Tank cars at station awaiting cargo

Current State of U.S. Railroad Infrastructure

Railroads support the transportation needs of industries as diverse as manufacturing, oil and gas, and agriculture. The North American railway system is fully integrated, with railroads operating between the U.S. and Canada.

With so much new domestic production, rail has played an increasingly important role in the movement of crude oil. Rail loading facilities for crude oil have been or are being developed in virtually every new production area of the United States, including Texas, Oklahoma, North Dakota, Colorado, and Wyoming.

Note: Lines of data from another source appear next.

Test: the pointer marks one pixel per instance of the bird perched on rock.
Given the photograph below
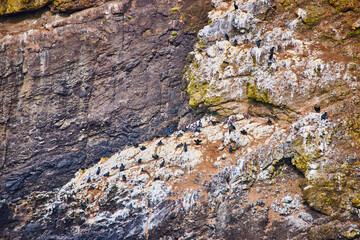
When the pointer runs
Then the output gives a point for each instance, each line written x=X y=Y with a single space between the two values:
x=180 y=145
x=122 y=167
x=227 y=37
x=258 y=42
x=272 y=50
x=323 y=117
x=231 y=127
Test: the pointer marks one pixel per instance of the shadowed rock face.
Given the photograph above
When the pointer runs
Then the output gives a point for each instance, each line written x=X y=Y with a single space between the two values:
x=78 y=87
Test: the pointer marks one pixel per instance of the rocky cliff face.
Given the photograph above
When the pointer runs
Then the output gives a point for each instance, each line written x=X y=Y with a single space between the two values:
x=276 y=156
x=75 y=88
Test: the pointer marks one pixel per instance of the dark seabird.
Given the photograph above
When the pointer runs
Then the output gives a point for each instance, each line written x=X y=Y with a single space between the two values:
x=180 y=145
x=227 y=37
x=83 y=206
x=258 y=42
x=122 y=167
x=214 y=122
x=231 y=127
x=323 y=117
x=197 y=129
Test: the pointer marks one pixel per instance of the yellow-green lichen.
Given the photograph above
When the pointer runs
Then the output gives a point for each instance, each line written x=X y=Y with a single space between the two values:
x=256 y=94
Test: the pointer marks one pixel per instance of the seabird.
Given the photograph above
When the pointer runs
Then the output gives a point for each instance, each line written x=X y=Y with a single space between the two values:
x=162 y=163
x=180 y=145
x=227 y=37
x=231 y=127
x=83 y=206
x=323 y=117
x=258 y=42
x=122 y=167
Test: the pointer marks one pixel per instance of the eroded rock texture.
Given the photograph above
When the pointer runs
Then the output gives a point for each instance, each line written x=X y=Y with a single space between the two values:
x=78 y=87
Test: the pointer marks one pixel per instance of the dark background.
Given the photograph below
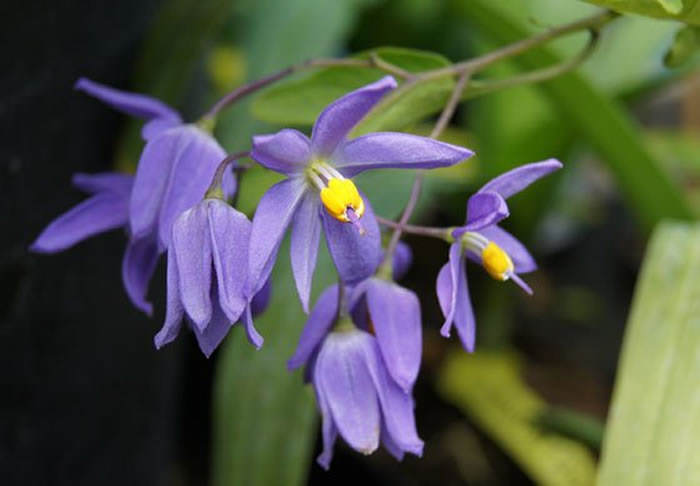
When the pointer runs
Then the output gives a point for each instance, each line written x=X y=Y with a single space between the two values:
x=84 y=399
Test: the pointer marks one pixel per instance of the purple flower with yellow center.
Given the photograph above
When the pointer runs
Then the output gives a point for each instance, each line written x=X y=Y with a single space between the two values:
x=176 y=165
x=483 y=241
x=319 y=192
x=207 y=262
x=355 y=391
x=106 y=209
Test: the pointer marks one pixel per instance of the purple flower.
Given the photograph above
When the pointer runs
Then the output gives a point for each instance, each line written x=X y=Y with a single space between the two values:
x=106 y=209
x=392 y=314
x=355 y=391
x=483 y=241
x=207 y=262
x=318 y=190
x=176 y=165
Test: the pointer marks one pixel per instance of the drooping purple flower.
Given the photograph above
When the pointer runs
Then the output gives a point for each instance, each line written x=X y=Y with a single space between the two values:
x=483 y=241
x=106 y=209
x=392 y=313
x=355 y=392
x=207 y=262
x=176 y=165
x=318 y=191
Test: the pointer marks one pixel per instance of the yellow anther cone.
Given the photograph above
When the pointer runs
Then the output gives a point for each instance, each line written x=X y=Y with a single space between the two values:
x=496 y=261
x=339 y=195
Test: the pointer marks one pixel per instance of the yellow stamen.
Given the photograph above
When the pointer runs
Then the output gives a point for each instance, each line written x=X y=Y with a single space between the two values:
x=496 y=261
x=339 y=195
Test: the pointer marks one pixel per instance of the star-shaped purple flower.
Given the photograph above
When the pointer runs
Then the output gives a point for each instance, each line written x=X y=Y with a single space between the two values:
x=106 y=209
x=318 y=190
x=355 y=391
x=483 y=241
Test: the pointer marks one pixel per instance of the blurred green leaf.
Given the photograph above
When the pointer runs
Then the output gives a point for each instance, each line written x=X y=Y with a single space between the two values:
x=687 y=11
x=182 y=32
x=601 y=121
x=299 y=101
x=487 y=387
x=575 y=425
x=653 y=434
x=685 y=45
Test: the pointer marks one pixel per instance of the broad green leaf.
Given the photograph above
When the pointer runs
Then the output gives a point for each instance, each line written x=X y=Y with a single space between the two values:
x=299 y=101
x=684 y=10
x=596 y=118
x=653 y=434
x=487 y=387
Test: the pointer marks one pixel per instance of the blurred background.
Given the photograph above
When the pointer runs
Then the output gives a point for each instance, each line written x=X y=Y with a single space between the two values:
x=85 y=399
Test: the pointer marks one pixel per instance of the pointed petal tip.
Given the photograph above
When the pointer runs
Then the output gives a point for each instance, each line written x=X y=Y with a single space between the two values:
x=324 y=461
x=446 y=329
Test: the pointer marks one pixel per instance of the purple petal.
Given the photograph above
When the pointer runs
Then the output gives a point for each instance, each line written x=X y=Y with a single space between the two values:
x=114 y=182
x=447 y=287
x=397 y=406
x=316 y=328
x=344 y=380
x=138 y=265
x=192 y=172
x=229 y=232
x=174 y=311
x=338 y=118
x=306 y=231
x=329 y=431
x=395 y=313
x=95 y=215
x=522 y=260
x=151 y=181
x=133 y=104
x=192 y=247
x=389 y=444
x=273 y=215
x=455 y=301
x=403 y=258
x=217 y=329
x=287 y=151
x=261 y=299
x=157 y=126
x=485 y=209
x=396 y=150
x=355 y=255
x=229 y=184
x=253 y=335
x=519 y=178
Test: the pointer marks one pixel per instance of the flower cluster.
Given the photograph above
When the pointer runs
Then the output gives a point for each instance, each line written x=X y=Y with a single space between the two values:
x=361 y=346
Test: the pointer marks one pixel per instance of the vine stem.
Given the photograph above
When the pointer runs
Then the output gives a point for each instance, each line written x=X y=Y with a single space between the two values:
x=439 y=127
x=431 y=231
x=215 y=185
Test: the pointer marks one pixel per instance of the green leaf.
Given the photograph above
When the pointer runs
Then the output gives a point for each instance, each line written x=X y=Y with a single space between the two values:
x=687 y=11
x=487 y=387
x=685 y=45
x=600 y=121
x=299 y=101
x=653 y=433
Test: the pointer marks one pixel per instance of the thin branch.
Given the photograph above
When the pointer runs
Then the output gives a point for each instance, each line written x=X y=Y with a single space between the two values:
x=431 y=231
x=215 y=185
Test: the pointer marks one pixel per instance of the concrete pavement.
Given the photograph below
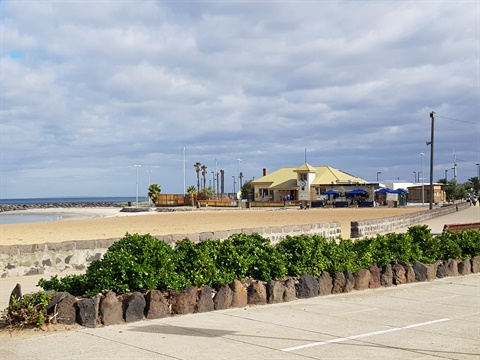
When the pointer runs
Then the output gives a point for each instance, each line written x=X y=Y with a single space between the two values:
x=436 y=320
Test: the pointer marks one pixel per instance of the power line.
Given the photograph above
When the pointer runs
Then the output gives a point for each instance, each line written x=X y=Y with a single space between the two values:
x=464 y=121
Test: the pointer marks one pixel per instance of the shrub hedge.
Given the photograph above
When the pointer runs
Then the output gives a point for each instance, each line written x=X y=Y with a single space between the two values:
x=142 y=262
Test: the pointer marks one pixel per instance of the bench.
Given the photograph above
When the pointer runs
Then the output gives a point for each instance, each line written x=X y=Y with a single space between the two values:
x=460 y=227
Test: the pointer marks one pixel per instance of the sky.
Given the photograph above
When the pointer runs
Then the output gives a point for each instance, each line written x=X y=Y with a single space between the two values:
x=89 y=89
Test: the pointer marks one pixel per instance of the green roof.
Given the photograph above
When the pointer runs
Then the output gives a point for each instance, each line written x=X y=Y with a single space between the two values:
x=286 y=178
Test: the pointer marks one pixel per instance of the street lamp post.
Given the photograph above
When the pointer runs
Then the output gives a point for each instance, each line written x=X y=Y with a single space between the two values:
x=423 y=189
x=239 y=180
x=233 y=176
x=137 y=166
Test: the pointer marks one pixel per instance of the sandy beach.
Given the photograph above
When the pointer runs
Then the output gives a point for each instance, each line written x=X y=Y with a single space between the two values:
x=107 y=223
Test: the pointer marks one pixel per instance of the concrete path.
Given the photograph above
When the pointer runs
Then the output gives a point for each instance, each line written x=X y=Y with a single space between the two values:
x=436 y=320
x=471 y=214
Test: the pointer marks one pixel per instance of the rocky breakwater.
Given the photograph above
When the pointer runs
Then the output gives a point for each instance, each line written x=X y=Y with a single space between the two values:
x=16 y=207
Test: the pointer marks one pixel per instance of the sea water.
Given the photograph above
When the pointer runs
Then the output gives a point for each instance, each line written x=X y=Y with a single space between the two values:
x=19 y=217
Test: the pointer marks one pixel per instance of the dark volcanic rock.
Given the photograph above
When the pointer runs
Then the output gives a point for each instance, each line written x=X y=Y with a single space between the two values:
x=205 y=300
x=338 y=283
x=87 y=312
x=307 y=286
x=239 y=294
x=16 y=293
x=275 y=291
x=325 y=283
x=475 y=261
x=386 y=276
x=349 y=281
x=257 y=293
x=111 y=309
x=156 y=305
x=452 y=267
x=362 y=279
x=290 y=292
x=399 y=274
x=464 y=267
x=184 y=302
x=134 y=307
x=223 y=298
x=441 y=269
x=374 y=277
x=420 y=271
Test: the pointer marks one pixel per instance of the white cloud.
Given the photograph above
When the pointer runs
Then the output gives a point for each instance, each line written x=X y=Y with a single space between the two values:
x=100 y=86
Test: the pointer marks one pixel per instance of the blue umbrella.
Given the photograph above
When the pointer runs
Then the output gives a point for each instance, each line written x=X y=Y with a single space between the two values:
x=331 y=192
x=386 y=191
x=356 y=192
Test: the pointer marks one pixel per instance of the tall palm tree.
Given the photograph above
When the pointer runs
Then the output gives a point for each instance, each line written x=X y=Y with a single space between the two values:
x=475 y=184
x=197 y=169
x=192 y=192
x=153 y=191
x=204 y=173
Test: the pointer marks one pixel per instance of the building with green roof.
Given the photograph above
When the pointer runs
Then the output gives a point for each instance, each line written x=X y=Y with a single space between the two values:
x=306 y=183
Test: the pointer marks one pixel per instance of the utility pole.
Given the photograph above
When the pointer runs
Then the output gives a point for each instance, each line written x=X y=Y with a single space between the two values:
x=432 y=116
x=454 y=165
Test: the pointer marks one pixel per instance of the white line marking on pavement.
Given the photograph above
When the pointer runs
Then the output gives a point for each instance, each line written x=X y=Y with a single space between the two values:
x=359 y=336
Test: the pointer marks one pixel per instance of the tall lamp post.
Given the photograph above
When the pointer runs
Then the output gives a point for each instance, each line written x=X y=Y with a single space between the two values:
x=137 y=166
x=239 y=161
x=423 y=189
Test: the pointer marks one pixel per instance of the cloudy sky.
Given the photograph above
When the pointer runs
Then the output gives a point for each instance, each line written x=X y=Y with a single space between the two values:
x=90 y=88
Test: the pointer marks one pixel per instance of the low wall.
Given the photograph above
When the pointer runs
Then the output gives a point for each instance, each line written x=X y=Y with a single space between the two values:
x=373 y=227
x=19 y=260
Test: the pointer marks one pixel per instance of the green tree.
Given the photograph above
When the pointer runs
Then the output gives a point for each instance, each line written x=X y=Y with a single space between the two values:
x=204 y=173
x=192 y=191
x=247 y=190
x=206 y=193
x=473 y=183
x=454 y=191
x=197 y=170
x=153 y=191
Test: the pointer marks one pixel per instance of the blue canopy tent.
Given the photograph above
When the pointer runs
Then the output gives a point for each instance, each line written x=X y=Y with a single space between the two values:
x=386 y=191
x=356 y=192
x=331 y=192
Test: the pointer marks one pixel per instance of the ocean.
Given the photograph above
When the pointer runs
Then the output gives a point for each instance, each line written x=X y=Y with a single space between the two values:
x=19 y=218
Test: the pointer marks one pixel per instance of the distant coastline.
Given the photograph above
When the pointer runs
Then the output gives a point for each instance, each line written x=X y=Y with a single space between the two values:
x=70 y=200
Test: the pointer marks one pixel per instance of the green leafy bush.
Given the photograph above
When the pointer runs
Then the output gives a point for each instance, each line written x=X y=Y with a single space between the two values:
x=304 y=254
x=29 y=311
x=136 y=262
x=141 y=262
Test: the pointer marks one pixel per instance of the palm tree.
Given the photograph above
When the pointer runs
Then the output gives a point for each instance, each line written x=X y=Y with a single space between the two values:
x=475 y=184
x=153 y=191
x=192 y=192
x=197 y=169
x=204 y=173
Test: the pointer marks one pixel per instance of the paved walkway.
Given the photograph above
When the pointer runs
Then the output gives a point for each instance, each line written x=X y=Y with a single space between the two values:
x=435 y=320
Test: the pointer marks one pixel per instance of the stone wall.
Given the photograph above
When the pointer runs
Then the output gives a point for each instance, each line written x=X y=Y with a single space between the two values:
x=109 y=308
x=372 y=227
x=19 y=260
x=16 y=207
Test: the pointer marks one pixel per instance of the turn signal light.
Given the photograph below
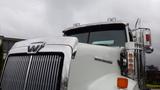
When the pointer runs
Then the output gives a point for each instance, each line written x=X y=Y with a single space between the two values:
x=122 y=83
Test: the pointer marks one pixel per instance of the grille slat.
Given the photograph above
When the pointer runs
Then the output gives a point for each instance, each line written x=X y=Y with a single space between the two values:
x=14 y=74
x=33 y=72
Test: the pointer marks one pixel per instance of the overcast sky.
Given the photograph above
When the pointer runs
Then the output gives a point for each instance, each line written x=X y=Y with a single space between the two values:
x=38 y=18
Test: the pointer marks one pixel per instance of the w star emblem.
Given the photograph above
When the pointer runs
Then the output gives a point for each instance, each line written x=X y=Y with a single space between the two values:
x=35 y=47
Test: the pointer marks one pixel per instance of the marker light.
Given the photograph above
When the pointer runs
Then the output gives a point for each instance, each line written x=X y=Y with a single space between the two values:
x=130 y=63
x=148 y=37
x=122 y=83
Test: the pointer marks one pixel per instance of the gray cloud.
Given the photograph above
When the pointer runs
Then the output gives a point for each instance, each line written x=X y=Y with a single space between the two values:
x=36 y=18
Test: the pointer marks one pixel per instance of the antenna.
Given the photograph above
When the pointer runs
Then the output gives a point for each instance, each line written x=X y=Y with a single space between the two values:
x=138 y=23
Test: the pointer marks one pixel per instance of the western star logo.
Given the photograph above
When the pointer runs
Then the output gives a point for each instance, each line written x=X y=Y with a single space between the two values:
x=35 y=47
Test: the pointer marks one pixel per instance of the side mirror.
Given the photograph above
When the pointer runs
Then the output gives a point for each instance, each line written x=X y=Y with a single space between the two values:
x=147 y=40
x=149 y=50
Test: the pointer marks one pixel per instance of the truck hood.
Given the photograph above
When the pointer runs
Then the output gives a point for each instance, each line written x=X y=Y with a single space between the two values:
x=101 y=52
x=91 y=63
x=70 y=41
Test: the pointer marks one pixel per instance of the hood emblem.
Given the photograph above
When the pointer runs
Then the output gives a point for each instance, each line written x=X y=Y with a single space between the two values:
x=35 y=47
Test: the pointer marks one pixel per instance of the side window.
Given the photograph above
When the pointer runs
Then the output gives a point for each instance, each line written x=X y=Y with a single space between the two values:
x=130 y=36
x=82 y=37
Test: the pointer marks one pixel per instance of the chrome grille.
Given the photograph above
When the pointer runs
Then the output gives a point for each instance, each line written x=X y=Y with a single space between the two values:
x=15 y=73
x=43 y=73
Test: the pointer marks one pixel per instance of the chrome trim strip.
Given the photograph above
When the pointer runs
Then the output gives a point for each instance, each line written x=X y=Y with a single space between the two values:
x=66 y=68
x=103 y=60
x=27 y=72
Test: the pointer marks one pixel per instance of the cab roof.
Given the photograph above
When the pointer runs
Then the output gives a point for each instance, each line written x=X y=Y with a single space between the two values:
x=77 y=26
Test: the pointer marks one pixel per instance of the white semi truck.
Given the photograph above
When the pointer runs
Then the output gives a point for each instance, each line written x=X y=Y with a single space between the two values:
x=99 y=56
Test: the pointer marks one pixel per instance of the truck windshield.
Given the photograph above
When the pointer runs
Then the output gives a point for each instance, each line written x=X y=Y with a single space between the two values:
x=105 y=38
x=106 y=35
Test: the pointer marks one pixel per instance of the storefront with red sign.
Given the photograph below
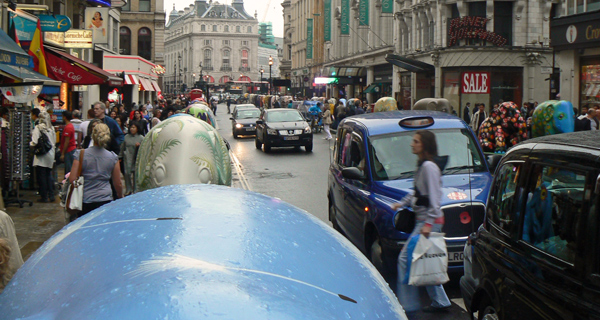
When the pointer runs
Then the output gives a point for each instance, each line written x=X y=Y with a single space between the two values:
x=488 y=86
x=576 y=40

Rail infrastructure is vital to moving crude oil produced in new fields to otherwise underserved markets.

The Bakken formation, which lies underneath North Dakota, Montana and Canada, has played a key role in the rise of crude oil transported by rail. Because of its geographic location and lack of energy infrastructure, operators have been transporting crude oil from production areas to refineries by rail. Crude oil production from the Bakken has risen to over 1,200,000 barrels per day in 2015, up from about 200,000 in 2007. Due to the increased production, railroads transported over 265,000,000 barrels of Bakken crude in 2014, a sixteen fold increase since 2009. Railroads move more than half of this crude oil to the East Coast. Bakken crude transported by rail has increased the East Coast’s access to energy resources and brought down the cost of home heating, gasoline and petroleum products.

Crude oil by rail moves from production areas to refining centers

Railroads are an important partner in the safe transportation of crude oil. Railroads are common carriers, which means that they transport a variety of goods for any person or company in the U.S. Transporting the nation’s growing freight load requires enough track to circle the Earth nearly six times. Today, the U.S. freight rail system is among the most efficient and cost-effective in the world. Railroad companies are increasing their investments in track infrastructure to prevent derailments and the loss of goods and further improve the safety of transportation by rail.

Products shipped by Class I railroads

Over the years, the railroad system has evolved into a broad network, delivering many vital goods throughout the U.S. The U.S.' extensive rail network moves significant quantities of energy products across the country such as coal, ethanol, wind turbine components, and crude oil. As a critical part of the U.S. energy infrastructure, rail also transports key petroleum products such as propane, asphalt, lubricants, and other necessities people rely on every day. Along with energy products, railroads haul a wide variety of goods such as agricultural and food products, raw materials such as chemicals, and finished products such as electronics, auto parts and furniture. These widespread products are now more accessible to consumers because of the efficient and effective transport by rail.